Happy New Year to one and all, we hope your Christmas was as wonderful as you dreamed it would be!

We thought we’d kick off the new year with a warming indulgent recipe, so you can start your working day with a little something special on these cold, wet and windy mornings. So here’s our recipe for Blueberry and Buttermilk Pancakes with Maple Butter – why not make them extra special by drizzling a splash of cream over the top?

Preparation time 15 minutes

Cooking 20 minutes

Serves 6.

The batter will keep in the fridge for up to two days, however you can cook and freeze the pancakes between sheets of greaseproof paper, then wrap in clingfilm. Reheat in a medium oven for 5-10 minutes until hot.



350g plain flour

2 tsp baking powder

2 tsp bicarbonate of soda

100g caster sugar

2 medium eggs, beaten

2 x 284ml cartons buttermilk

3 tbsp milk

1/4 tsp vanilla extract

75g butter, melted, plus extra for frying

300g fresh blueberries


60g butter

2 tbsp maple syrup


First make the maple butter: beat the butter with a wooden spoon until soft & fluffy, then mix in the maple syrup. Set aside in a cool place, but not in the fridge.

Sift the flour, baking powder & bicarbonate of soda into a large bowl with a large pinch of salt. Stir in the sugar.

Whisk together the eggs, buttermilk, milk,vanilla extract and butter to combine.
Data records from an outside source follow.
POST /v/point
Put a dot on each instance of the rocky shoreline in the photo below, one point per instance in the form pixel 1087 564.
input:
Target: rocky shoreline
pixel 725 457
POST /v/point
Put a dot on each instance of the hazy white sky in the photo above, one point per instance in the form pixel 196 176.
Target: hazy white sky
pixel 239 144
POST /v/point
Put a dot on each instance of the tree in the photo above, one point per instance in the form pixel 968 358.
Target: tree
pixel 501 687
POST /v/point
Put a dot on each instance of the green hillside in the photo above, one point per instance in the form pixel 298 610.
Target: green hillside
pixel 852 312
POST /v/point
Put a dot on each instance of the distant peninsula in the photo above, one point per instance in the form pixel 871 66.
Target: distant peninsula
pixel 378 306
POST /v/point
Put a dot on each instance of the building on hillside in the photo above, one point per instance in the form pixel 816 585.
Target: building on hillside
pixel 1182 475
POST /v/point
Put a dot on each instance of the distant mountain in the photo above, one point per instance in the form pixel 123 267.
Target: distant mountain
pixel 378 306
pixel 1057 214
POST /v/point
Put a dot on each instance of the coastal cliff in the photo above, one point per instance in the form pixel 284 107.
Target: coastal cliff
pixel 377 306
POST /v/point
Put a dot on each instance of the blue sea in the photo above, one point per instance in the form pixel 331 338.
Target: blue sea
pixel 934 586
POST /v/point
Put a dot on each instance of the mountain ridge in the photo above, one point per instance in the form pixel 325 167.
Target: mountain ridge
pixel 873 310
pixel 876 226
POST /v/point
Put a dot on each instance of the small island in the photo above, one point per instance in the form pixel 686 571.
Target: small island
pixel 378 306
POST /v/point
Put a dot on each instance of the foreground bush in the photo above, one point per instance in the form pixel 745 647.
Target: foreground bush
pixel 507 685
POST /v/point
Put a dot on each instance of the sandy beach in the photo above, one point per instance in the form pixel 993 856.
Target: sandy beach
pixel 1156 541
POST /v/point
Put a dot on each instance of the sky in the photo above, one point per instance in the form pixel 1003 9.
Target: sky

Make a well in the centre of the dry ingredients.

Gradually blend in the buttermilk mixture, drawing in the flour from the sides to the centre with a wooden spoon or hand whisk to make a thick smooth batter.

Leave to stand for 30 minutes or overnight in the fridge.

Heat a frying pan over a low/medium heat. Brush with a little melted butter then add 2 heaped tbsp of the batter-it should settle into a pancake about 10cms diameter.

Depending on the size of your pan, cook 2-3 pancakes at once. Drop a small handful of blueberries onto the surface of each one. Cook for about 2 minutes (small holes will start to appear on the surface) then flip & cook the other side until golden.

Keep pancakes warm while you cook the rest of the mixture, greasing the pan each time.

Serve each person with 1-2 pancakes, with a scoop of maple butter.